Our work is, in fact, different from theirs. We have turned our minds to other inquiries and other ends than those pursued by the earlier civilized groups of mankind. But while tilling our new field, we have not been able to keep fertile the lands already cultivated. We have advanced on one flank, but have given ground on the other. It is a poor compensation; and far from proving our progress, it merely means that we have changed our position. For a real advance to have been made, we should at least have preserved in their integrity the chief intellectual treasures of the earlier societies, and set up, in addition, certain great and firmly based conclusions at which the ancients had aimed as well as ourselves. Our arts and sciences, using theirs as the starting-point, should have discovered some new and profound truths about life and death, the genesis of living creatures, and the basic principles of the universe. On all these questions, modern science, as we imagine, has lost the visionary gleam that played round the dawn of antiquity, and its own efforts have merely brought it to the humiliating confession, “I seek and do not find.” There has been no real progress in the intellectual conquests of man. Our power of criticism is certainly better than that of our forefathers. This is a considerable gain, but it stands alone; and, after all, criticism merely means classification, not discovery.
As for our so-called new ideas on politics, we may allow ourselves to be more disrespectful to them than to our sciences.

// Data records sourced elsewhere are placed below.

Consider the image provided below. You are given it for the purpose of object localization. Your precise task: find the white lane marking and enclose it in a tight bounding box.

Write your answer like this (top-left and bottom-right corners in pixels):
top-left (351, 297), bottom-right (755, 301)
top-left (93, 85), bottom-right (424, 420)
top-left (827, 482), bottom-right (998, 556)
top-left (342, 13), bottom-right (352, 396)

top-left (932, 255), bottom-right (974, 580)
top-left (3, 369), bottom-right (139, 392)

The same fertility in theorizing, on which we so pride ourselves, was to be found at Athens after the death of Pericles. Anyone may be convinced of this by reading again the comedies of Aristophanes, and allowing for satirical exaggeration; they were recommended by Plato himself as a guide to the public life of the city of Athene. We have always despised such comparisons, since we persuaded ourselves that a fundamental difference between our present social order and the ancient Greek State was created by slavery. It made for a more far-reaching demagogy, I admit; but that is all. People spoke of slaves in the same way as one speaks to-day of workmen and the lower classes; and, further, how very advanced the Athenians must have been, when they tried to please their servile population after the battle of Arginusæ!